THE Golden Gates have stood proudly outside Warrington Town Hall for more than a century. But they actually started life as a gift made fit for royalty and are still regarded to be among the best in England.

The gates, which are actually made of cast-iron, were commissioned by one of the livery companies of London as a present for Queen Victoria to be installed at Sandringham, a property of the Prince of Wales (later Edward VII).

In 1862, the Queen went to Rotten Row on the south side of Hyde Park in London to inspect the object offered, as was custom in those days. But she was in for a shock.

Behind the gates stood the statue of Oliver Cromwell, which now resides at Bridge Foot in the Warrington Guardian office premises.

It is understood she was so displeased at the sight of the Parliamentarian that she refused the gift.

After being displayed at an international exhibition in London in 1862, the gates were returned to their makers, the Coalbrookdale Company in Ironbridge.

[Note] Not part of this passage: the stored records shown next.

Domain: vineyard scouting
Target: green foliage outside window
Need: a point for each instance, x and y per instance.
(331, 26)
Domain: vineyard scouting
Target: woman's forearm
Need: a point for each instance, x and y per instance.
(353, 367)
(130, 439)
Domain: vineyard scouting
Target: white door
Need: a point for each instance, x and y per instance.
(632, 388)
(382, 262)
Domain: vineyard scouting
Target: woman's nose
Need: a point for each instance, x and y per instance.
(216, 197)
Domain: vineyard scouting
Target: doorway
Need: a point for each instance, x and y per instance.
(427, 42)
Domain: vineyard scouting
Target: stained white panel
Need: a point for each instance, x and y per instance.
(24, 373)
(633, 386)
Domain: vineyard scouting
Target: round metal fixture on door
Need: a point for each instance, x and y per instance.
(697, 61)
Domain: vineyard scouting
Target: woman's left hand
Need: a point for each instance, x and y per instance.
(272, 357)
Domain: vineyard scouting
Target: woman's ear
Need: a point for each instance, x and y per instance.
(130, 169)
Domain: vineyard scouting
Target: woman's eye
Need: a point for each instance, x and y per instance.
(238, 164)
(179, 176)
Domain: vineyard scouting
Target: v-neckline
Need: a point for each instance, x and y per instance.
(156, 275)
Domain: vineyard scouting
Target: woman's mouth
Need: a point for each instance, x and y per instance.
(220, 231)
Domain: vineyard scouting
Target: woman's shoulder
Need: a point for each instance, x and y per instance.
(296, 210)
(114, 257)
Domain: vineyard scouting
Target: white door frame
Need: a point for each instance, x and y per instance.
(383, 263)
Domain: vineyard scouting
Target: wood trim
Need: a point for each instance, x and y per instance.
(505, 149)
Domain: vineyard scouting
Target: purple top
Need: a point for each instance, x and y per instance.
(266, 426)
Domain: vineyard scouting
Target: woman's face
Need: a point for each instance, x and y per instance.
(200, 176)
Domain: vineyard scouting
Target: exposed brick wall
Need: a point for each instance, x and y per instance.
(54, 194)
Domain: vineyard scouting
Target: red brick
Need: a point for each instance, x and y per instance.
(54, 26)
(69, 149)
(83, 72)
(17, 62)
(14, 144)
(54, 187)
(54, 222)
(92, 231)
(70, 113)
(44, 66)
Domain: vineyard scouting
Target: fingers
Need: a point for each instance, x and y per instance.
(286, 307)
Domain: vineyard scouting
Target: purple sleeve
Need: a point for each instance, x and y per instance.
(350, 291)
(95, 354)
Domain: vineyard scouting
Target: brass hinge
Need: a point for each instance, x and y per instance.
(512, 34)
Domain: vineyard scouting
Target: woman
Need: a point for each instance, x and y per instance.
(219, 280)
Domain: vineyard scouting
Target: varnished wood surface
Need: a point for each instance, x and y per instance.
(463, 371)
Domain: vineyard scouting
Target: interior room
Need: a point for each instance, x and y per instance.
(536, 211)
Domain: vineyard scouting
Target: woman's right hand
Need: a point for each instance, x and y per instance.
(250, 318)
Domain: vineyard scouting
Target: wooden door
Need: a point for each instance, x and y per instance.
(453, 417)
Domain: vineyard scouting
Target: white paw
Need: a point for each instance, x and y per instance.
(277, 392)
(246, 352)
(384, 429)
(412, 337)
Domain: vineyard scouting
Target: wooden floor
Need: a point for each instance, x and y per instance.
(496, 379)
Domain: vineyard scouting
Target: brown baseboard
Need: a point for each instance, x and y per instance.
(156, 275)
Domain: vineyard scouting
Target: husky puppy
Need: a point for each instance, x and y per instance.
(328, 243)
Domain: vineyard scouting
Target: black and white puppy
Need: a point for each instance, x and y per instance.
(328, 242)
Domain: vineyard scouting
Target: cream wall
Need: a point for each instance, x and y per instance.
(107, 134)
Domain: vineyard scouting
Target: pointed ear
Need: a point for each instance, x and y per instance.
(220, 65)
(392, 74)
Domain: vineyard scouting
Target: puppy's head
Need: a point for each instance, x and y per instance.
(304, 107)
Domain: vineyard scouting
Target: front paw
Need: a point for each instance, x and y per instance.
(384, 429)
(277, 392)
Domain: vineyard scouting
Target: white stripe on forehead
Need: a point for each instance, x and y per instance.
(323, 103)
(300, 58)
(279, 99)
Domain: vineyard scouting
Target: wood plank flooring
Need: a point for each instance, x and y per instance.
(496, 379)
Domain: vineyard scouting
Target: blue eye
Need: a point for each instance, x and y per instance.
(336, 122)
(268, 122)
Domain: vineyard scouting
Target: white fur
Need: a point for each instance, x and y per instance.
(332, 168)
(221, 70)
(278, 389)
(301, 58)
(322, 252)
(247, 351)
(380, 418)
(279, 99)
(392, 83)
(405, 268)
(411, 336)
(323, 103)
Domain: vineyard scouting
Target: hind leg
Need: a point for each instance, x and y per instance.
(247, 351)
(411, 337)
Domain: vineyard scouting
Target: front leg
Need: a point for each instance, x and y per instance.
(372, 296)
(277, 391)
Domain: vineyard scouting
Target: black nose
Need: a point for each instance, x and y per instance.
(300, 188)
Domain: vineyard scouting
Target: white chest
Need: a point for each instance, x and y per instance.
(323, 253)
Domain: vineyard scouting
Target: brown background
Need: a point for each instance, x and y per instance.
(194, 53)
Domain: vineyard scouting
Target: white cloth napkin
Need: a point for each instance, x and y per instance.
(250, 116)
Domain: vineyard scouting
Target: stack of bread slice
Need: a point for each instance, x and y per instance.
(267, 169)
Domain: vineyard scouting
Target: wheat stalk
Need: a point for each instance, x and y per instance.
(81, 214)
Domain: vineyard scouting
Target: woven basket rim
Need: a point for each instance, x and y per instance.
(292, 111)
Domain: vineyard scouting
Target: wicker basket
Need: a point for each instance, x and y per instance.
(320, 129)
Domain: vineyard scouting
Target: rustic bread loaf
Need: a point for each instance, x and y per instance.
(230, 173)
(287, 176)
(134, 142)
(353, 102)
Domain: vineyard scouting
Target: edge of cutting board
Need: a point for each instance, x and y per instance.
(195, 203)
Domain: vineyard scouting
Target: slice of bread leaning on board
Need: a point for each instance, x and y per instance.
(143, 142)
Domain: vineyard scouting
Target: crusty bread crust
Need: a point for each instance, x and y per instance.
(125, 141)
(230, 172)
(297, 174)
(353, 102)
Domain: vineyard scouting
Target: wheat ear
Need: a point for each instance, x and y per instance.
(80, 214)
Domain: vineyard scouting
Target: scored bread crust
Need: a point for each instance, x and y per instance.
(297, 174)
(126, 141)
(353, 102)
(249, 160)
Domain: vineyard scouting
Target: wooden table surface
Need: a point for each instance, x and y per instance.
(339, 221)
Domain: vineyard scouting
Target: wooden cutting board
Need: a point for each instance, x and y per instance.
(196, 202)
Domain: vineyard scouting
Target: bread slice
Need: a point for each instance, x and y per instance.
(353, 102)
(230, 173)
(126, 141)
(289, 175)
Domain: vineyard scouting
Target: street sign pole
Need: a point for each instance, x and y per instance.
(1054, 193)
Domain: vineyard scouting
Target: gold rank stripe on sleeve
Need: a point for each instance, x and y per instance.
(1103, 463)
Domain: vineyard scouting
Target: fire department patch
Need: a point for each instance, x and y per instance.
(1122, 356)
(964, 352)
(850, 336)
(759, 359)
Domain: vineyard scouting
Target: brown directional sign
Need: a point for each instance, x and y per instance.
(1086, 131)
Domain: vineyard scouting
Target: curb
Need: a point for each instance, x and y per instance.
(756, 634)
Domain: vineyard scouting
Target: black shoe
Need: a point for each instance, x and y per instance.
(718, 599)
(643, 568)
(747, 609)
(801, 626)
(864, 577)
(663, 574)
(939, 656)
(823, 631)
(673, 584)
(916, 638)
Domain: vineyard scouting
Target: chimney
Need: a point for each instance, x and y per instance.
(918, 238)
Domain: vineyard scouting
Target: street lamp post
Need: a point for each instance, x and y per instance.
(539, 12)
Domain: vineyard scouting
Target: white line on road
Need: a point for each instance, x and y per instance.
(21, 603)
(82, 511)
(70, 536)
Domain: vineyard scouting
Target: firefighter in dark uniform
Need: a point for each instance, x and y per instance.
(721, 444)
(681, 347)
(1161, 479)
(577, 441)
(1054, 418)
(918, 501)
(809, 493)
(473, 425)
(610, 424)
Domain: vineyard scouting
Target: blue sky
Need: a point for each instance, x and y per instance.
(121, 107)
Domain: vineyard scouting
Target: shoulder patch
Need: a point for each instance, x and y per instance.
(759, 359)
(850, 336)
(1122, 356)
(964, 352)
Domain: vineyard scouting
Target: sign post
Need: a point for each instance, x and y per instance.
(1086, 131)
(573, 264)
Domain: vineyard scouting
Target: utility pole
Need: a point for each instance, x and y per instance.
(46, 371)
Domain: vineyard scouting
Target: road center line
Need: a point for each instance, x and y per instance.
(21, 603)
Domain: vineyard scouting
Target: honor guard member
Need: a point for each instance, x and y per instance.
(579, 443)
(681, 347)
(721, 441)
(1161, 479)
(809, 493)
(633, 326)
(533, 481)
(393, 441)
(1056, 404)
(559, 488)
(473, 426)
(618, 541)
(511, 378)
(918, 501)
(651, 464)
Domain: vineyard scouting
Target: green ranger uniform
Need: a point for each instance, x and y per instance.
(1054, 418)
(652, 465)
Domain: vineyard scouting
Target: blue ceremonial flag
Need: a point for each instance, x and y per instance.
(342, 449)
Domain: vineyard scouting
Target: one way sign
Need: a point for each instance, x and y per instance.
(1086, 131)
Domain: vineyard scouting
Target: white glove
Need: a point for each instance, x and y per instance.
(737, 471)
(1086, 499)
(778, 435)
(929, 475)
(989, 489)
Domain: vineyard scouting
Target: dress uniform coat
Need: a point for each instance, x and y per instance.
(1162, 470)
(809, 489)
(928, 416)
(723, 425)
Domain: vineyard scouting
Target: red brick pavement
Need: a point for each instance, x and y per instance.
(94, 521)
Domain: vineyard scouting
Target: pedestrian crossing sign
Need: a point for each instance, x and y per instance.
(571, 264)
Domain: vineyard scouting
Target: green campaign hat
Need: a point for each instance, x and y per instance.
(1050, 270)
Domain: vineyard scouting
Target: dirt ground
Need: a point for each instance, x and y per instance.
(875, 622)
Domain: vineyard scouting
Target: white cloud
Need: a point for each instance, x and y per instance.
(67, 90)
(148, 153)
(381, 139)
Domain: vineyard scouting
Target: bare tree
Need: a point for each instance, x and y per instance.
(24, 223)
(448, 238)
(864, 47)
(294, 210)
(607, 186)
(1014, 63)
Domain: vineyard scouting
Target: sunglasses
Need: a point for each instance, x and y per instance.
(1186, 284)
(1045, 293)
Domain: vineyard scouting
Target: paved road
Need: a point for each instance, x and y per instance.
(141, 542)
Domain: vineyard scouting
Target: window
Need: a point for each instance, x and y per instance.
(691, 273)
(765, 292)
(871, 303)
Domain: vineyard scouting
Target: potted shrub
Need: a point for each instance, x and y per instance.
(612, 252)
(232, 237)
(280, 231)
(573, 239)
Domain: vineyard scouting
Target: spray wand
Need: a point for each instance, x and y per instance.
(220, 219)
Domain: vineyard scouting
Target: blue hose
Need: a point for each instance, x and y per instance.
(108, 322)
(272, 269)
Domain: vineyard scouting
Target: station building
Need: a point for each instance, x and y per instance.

There they stayed until 1893 when Frederick Monks, a member of the council, saw them on one of his many visits to Ironbridge as the director of Monks Hall Foundry. He decided to offer them as a gift to the council and they were formally opened on Warrington Walking Day, June 28, 1895. This was not a moment too soon for the council as previous to this, the town hall was surrounded by a high wall and onlookers could not see the building from Sankey Street, hardly giving it the air of authority and prominence it deserved.

Mayor of Warrington Clr Graham Welborn said: “The Golden Gates have an important role to play in the town's history and do provide us with a fantastic landmark that you often hear people referring to in the street.” According to the records of the Coalbrookdale Company, the gates were designed by Mr Kershaw with the help of manager Mr Crook. The four filials, representing the Goddess of Victory, were the work of John Bell, who also modelled the Oliver Cromwell statue.

The gates have a full width of 16.46metres and measure 7.62metres to the top of the arch. From its royal origins, the central archway was originally surmounted by large Prince of Wales feathers, a wreath, and the motto ‘Ich Dien’, which means ‘I serve’.

It has since been replaced by the coat of arms used by the borough from 1847 to 1897. In 1899, an ornamental fountain was presented to the town by Sir Peter Walker and family, erected behind the gates, but this along with the Bank Park railings were sacrificed to provide much-needed iron during the war effort in 1942.